Mary Shaw, da Anistia Internacional/Estados Unidos, afirmou que Washington “escolheu Guantânamo como sede deste centro de detenção para manter os presos fora do alcance dos direitos nacional e internacional. Os próprios tribunais do governo norte-americano determinaram que mais da metade dos detidos nunca cometeram atos hostis contra os Estados Unidos”, disse Shaw.



“E a maioria não foi capturada nos campos de batalha, mas entregue aos norte-americanos em troca de recompensas em dinheiro. Sem dúvida, esta prática de pagar recompensas pelos prisioneiros levou a erros. Entretanto, durante cinco anos o governo negou que estes homens têm o direito básico de contestar suas detenções”, acrescentou a representante da Anistia.



Divergências
Em janeiro de 2005, o jornal The New York Times informou que houve 350 incidentes de dano auto-infligido em 2003. Desse total, 120 foram tentativas de enforcamento. Além disso, 23 prisioneiros participaram de uma tentativa de suicídio coletivo. Bush declarou que queria fechar o centro de Guantânamo, mas o exército acaba de terminar a construção de novos blocos de celas. Um dos aspectos mais criticados em Guantânamo é o sistema criado pelo governo Bush para resolver casos individuais. O processo começou com a criação dos Tribunais para a Revisão do Estado dos Combatentes, em julho de 2004, mais de dois anos depois da detenção da maioria dos prisioneiros.



Os tribunais libertaram alguns. Em certos casos, concluíram que os presos tinham sido capturados por milícias afegãs ou guardas de fronteira do Paquistão e entregues em troca de recompensas, afirmaram funcionários da área de inteligência. Mas, o processo sofreu graves falhas, segundo especialistas legais civis e militares. Em lugar de advogados, militares de patente média ajudaram os presos a se prepararem para as audiências, e, além disso, os tribunais admitiram como prova informação obtida sob coerção.

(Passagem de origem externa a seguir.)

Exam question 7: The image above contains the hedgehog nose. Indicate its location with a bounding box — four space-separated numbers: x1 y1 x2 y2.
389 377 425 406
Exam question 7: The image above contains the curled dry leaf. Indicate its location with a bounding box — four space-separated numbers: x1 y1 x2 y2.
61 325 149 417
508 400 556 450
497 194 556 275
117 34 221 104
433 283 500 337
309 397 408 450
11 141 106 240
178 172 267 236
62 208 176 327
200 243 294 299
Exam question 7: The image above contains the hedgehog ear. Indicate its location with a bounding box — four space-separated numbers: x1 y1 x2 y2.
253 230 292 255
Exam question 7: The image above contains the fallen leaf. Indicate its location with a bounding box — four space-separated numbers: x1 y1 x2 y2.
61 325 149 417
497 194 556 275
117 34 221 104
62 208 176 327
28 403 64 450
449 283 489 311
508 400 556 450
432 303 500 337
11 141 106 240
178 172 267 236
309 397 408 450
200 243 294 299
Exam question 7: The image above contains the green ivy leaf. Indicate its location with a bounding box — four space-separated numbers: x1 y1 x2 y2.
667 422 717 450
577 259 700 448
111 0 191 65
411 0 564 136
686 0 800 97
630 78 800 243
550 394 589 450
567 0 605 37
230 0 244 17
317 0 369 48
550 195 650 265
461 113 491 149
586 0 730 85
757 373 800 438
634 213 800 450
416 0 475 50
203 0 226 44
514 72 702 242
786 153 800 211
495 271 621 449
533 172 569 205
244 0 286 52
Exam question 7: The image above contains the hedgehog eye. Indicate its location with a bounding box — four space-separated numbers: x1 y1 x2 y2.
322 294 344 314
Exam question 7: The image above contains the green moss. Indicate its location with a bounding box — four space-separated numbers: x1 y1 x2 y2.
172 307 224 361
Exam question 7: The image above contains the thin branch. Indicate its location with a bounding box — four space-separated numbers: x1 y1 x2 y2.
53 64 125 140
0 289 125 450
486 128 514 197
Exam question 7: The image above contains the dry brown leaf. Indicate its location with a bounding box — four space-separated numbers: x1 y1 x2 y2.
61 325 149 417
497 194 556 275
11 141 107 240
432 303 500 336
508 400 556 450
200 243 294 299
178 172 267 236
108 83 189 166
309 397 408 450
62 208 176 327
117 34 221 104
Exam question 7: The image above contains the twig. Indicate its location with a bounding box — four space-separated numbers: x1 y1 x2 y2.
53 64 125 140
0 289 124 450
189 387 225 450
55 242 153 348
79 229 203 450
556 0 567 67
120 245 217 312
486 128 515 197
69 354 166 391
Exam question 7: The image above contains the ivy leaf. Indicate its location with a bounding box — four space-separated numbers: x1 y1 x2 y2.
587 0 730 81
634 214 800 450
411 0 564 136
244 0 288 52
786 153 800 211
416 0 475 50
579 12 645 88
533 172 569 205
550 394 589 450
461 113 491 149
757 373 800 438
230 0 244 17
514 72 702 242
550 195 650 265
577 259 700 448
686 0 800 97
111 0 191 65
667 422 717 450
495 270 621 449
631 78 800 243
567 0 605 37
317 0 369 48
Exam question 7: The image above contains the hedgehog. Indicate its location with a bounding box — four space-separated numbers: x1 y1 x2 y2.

Em meio a crescentes críticas internacionais, o governo dos Estados Unidos aprovou em maio de 2004 um sistema anual de liberdade sob palavra pelo qual uma Junta Administrativa de Revisão avaliava se um preso continuava representando uma ameaça ou tinha “valor de inteligência”. Mas, antes que essas audiências começassem, a Suprema Corte ordenou que o governo fizesse uma revisão da situação de todos os prisioneiros usando os grupos de especialistas previstos no regulamento do exército e nas convenções de Genebra.



As audiências de 2006 terminaram no mês passado. Mas, soube-se que a maioria dos presos passíveis de serem escolhidos para comparecer deixou de tentar essa oportunidade devido ao evidente vício no procedimento e à pressa para sua realização. No ano passado, a Suprema Corte também rejeitou a afirmação Bush de que sua autoridade de comandante em chefe lhe dava faculdades inerentes para criar comissões militares para julgar os presos de Guantânamo.



Em resposta a essa decisão do dia 29 de junho, o Congresso aprovou rapidamente a Lei de Comissões Militares dos Estados Unidos, de 2006, assinada por Bush em outubro, cujo propósito declarado é “facilitar o julgamento de terroristas e outros combatentes inimigos mediante julgamentos justos e completos por comissões militares, e para outros fins”. Por essa lei, o governo e o Congresso protegeram da justiça de forma retroativa os envolvidos nas detenções ilegais, torturas e entregas de pessoas. O governo Bush planeja julgar até 70 prisioneiros nessas comissões, mas, esse questionável processo ainda deixa de fora mais de 300 homens que permanecem detidos sem acusação.